While this sometimes happens randomly, other traders may purposely increase the price in a process known as a “short squeeze” – which Reddit has done.
This benefits the “squashers” as they know that the short sellers will at some point be legally required to buy back their borrowed stocks, which will drive the price up further.
It also inflicts heavy losses on short sellers as the amount they lose is tied to the amount the stock goes up – they are effectively “penalized” for betting against the company, which some Redditors seem interested in.
As the hedge fund’s losses piled up, vengeful investors began pouring even more money into GameStop. apparently with no intention other than to harm Wall Street and a fund called Melvin Capital.
At some point Elon Musk – not a fan of short sellers himself – doubled the share price with a one-word tweet that simply read: “Gamestonk”.
Since then, stocks in other companies with high bets have seen an upward trend – from cinema chain Cineworld to phone makers Nokia and Blackberry to US homeware store Bed, Bath & Beyond, as Reddit searches for new victims and investors rethink their next steps .
Many of the companies have ties to Melvin Capital, the fund that was originally targeted– including the Polish game manufacturer CD Projekt Red and the German companies Evotec, a drug manufacturer, and Varta, a battery manufacturer.
Mining company GME Resources Ltd also saw a brief rally on an apparent false identity case: it trades under the initials GME on the Australian Stock Exchange, which are the same initials GameStop uses when trading on the New York Stock Exchange.
Day traders as far as India and China are also taking part in the race, trying to guess where the money is going next, according to Yahoo Finance.
GameStop itself has grown more than 1,500% in value this year and is currently north of $ 300 per share.
While that meant huge paydays for some of the early shareholders – the three largest have made around $ 2 billion since inception – a crash is inevitable.

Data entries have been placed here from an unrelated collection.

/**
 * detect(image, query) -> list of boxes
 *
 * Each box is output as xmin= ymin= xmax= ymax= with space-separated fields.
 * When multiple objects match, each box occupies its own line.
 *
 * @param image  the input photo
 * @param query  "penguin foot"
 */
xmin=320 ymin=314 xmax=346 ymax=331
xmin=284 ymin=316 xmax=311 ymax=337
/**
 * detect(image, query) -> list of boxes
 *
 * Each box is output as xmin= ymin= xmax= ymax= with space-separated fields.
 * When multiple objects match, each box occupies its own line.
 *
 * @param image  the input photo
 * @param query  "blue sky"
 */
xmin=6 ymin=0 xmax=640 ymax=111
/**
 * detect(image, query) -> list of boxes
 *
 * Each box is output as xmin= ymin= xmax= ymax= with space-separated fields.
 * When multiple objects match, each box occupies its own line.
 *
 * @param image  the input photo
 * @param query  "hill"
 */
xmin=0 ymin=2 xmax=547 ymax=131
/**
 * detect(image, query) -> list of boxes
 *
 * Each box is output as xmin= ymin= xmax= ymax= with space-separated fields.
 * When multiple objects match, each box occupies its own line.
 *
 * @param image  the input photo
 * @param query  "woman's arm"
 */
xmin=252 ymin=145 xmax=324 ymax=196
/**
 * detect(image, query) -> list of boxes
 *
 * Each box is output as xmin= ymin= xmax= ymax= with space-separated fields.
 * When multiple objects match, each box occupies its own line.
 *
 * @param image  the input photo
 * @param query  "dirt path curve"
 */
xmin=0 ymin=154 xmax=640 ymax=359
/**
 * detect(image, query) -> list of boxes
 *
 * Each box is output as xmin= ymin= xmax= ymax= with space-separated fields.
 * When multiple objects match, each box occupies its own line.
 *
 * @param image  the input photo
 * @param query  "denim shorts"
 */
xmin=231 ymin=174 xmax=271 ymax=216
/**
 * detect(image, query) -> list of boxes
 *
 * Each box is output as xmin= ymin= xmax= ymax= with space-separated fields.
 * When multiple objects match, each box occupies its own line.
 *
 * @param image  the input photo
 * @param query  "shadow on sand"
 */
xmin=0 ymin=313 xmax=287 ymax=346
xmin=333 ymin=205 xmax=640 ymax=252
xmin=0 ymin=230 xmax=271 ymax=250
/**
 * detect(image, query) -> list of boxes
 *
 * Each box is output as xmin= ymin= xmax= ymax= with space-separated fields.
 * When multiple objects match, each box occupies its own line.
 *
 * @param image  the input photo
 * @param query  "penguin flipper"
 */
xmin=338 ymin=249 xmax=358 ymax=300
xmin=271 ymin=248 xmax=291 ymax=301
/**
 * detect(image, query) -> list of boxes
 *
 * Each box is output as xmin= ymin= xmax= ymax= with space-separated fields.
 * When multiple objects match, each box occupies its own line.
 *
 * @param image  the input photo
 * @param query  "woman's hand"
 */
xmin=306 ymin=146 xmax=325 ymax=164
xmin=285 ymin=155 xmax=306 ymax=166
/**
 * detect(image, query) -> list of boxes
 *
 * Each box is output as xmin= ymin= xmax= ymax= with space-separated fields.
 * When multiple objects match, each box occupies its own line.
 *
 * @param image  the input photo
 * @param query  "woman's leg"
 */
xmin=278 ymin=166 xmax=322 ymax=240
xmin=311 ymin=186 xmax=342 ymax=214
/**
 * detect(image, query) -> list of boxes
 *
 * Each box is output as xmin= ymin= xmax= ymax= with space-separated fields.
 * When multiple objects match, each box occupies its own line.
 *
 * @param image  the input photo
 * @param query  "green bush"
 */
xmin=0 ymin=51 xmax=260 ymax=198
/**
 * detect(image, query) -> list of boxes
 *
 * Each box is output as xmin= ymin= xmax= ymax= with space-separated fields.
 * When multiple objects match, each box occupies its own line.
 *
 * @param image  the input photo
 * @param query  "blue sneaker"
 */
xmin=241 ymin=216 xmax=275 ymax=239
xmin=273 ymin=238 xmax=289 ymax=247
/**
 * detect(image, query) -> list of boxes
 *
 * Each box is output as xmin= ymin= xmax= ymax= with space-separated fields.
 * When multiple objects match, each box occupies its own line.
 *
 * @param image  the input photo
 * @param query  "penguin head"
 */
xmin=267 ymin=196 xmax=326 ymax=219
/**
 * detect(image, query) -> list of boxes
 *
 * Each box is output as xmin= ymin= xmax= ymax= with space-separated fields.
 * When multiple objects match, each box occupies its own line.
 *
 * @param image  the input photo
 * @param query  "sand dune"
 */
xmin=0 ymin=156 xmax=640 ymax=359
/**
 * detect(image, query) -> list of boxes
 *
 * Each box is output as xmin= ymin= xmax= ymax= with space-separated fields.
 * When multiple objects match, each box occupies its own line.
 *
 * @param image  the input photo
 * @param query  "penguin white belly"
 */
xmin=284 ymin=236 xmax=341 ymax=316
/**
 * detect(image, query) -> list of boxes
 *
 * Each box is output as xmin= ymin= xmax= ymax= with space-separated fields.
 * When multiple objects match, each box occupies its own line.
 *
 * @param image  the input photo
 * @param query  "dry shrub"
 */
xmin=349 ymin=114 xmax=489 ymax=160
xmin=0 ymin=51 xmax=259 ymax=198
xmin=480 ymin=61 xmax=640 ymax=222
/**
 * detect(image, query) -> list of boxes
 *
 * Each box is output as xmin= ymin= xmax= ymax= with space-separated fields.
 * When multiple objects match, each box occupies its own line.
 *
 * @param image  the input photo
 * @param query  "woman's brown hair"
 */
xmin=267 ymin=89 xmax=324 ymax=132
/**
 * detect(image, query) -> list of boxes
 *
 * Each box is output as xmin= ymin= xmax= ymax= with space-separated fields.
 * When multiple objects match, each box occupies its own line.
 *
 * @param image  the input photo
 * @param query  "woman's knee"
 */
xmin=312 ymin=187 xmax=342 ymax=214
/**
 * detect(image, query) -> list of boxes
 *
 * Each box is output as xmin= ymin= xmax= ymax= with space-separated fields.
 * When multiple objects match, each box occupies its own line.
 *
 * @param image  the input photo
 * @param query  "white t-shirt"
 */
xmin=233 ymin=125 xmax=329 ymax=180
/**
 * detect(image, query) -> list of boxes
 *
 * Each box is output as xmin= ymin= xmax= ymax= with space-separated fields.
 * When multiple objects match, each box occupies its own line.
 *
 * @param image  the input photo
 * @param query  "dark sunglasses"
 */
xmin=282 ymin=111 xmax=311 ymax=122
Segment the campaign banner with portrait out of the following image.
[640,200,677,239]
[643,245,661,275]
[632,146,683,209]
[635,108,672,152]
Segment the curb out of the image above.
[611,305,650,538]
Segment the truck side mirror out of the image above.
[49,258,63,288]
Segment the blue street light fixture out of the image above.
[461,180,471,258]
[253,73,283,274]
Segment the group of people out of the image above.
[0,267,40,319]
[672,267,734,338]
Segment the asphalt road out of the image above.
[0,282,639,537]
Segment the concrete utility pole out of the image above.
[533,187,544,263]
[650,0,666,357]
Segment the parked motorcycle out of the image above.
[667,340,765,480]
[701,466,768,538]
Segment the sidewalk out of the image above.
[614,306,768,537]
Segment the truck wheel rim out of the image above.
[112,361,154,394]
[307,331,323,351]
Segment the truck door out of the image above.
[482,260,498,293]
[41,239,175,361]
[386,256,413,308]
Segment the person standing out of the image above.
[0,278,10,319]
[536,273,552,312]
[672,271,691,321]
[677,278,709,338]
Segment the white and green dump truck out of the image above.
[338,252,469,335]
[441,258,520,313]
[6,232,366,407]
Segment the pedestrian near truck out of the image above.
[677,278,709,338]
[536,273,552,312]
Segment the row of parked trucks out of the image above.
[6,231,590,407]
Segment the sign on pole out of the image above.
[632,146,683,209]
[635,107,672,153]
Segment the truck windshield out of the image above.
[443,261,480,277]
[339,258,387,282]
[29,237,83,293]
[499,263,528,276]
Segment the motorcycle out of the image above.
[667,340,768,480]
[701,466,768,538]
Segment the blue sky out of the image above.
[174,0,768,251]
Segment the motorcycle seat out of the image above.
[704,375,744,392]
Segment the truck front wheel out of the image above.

The loss-making retailer is struggling in an increasingly online world, and the pandemic is accelerating its decline.
Since nothing has changed in the deal leading to a surge in stocks, sooner or later they will fall back on market expectations.
Ironically, this should be a perfect target for the next short seller, a European investor told FT.
Meanwhile, hedge funds that originally bet against GameStop have lost at least $ 5 billion, according to Business Insider, as the actual amount is estimated to be far higher.
At least $ 3 billion had been pumped into Melvin Capital to keep it afloat before it could withdraw its bet against GameStop, which resulted in “huge losses,” the fund manager told CNBC.
The extreme volatility has also raised concerns about tampering that could lead to an investigation by the Securities and Exchange Commission and has even drawn the attention of the White House.
British cinema chain Cineworld
The company gained 50 percent in expanded trade on Tuesday after Musk’s ‘Gamestonk !!’ had tweeted. “Stonks” is an ironic term for stocks that are widely used on social media
The White House and the Securities and Exchange Commission said they are monitoring the situation as a growing number of state regulators are calling it “dangerous”.
Wall Street investors are now believed to be sitting on estimated year-to-date losses of $ 70.87 billion on bets against US companies, which have soared in recent weeks.
The profits have forced short sellers to buy back shares to cover possible losses in what is known as a short squeeze.
The moves were aggravated by more retail investors piling into the stock.
Ortex data showed there were loss-making short positions in more than 5,000 US companies on Wednesday.
A GameStop storefront will appear ahead of the Dallas opening Thursday morning
The GameStop short selling was estimated by Ortex to cost $ 1.03 billion year-to-date, while the Bed, Bath & Beyond short selling lost $ 600 million.
The trend of retailers dueling with hedge funds has spread across Europe and Asia.
The sharply shortened Australian stocks Webjet and Tassal Group rose more than 5% on Thursday and fell across the broader index.
Retailers have targeted the most truncated European names like Pearson and Cineworld, although losses are much lower than in the US.